The drop in the death rate means caseloads have expanded--clients are staying alive and thus remaining clients longer--but now people drop in and out of services as their condition warrants rather than using them constantly.
Service providers say the new drug combinations have spawned treatment issues of their own that require periodic counseling and support.
“People lost all hope,” Armendariz said. “New avenues of treatment arrive and people have new hope. They are thinking about their future. Then, all of a sudden, they lose their future again. These treatments have yet to cure.”
“We’re seeing more of a yo-yo effect,” Kasman said.
Armendariz said his agency now counsels AIDS patients who have been out of the work force for many years. They may now feel well enough to do something--but can’t afford to lose public medical benefits and can’t figure out how to fill in the gaps on their resumes.
Another change: Volunteer “buddies” once automatically became death watch hospice visitors; now they are someone to touch base with as issues arise from time to time, Toghia said.

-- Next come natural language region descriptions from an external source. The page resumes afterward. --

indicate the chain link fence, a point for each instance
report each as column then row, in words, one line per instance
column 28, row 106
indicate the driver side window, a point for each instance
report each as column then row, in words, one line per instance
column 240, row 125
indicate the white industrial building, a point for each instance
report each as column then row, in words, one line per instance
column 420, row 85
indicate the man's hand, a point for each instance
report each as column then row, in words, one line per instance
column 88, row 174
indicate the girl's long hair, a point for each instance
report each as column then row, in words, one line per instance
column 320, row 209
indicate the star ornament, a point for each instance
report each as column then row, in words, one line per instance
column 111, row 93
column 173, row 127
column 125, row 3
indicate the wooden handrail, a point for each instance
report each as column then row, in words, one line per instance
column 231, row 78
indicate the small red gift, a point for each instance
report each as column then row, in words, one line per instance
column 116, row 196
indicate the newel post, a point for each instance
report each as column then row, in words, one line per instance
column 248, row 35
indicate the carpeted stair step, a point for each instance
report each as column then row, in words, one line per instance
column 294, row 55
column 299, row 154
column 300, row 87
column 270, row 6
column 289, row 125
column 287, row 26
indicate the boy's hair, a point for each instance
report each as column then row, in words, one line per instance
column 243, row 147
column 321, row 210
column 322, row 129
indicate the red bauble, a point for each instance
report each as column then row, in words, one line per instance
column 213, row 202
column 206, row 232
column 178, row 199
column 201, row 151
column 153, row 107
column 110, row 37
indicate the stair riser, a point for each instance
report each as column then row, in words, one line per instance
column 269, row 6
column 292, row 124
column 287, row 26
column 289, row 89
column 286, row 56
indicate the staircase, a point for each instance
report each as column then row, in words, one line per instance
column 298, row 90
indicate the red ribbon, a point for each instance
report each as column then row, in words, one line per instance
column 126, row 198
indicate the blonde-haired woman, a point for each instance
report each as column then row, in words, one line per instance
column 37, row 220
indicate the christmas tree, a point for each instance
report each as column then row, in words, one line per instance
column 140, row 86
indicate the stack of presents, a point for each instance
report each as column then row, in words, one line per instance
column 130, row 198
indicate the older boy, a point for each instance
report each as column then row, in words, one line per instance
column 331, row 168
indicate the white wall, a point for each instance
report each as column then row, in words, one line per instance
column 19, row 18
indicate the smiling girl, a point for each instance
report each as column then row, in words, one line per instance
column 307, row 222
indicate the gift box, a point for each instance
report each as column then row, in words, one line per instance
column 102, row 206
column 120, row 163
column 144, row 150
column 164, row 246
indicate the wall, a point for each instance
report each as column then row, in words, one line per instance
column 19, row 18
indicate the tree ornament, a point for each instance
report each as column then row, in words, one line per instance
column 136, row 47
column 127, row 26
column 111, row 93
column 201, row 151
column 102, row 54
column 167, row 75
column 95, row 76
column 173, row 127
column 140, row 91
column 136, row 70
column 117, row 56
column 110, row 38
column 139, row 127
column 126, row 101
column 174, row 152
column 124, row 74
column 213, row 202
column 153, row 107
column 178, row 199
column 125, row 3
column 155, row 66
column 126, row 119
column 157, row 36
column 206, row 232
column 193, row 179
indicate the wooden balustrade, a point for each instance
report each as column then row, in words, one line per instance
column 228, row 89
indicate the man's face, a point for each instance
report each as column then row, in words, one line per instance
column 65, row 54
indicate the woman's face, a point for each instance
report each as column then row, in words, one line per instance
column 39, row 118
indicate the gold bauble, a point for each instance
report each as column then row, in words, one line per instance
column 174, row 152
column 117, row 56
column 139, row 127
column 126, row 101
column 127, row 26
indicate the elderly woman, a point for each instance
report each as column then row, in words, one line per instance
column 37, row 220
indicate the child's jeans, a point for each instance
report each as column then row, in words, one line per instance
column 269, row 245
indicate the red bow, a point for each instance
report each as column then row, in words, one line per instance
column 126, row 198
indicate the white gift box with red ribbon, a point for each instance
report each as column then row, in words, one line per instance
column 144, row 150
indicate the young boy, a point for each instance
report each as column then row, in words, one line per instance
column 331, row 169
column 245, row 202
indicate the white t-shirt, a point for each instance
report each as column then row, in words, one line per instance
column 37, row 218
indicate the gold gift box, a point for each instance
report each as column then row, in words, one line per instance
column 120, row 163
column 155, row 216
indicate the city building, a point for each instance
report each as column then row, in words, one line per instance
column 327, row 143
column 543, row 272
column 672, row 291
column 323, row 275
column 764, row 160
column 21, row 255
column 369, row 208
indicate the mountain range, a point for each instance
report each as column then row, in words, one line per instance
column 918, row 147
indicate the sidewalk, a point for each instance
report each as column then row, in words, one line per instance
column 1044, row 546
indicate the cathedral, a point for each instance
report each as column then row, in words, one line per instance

One of the biggest shifts has been in the patient population itself. Once almost exclusively the province of gay men and intravenous drug users, AIDS is spreading in the Latino and African American communities. Now there are support groups for women and heterosexuals and sessions conducted in Spanish.
Of necessity, the agencies now offer medical education to guide clients through the complexities of treating AIDS. The dizzying regimen can include 20 to 40 pills a day that must be taken according to a strict schedule. They often cause profound side effects.
Kasman says some patients eventually decide to stop treatment and let the disease run its inevitable course, a reminder, she said, that a temporary reprieve from death is not a pardon.
“We’re definitely concerned the general public thinks [the epidemic] is over and AIDS is no different than diabetes,” Kasman said. “But the ‘career’ of AIDS can span a long time.”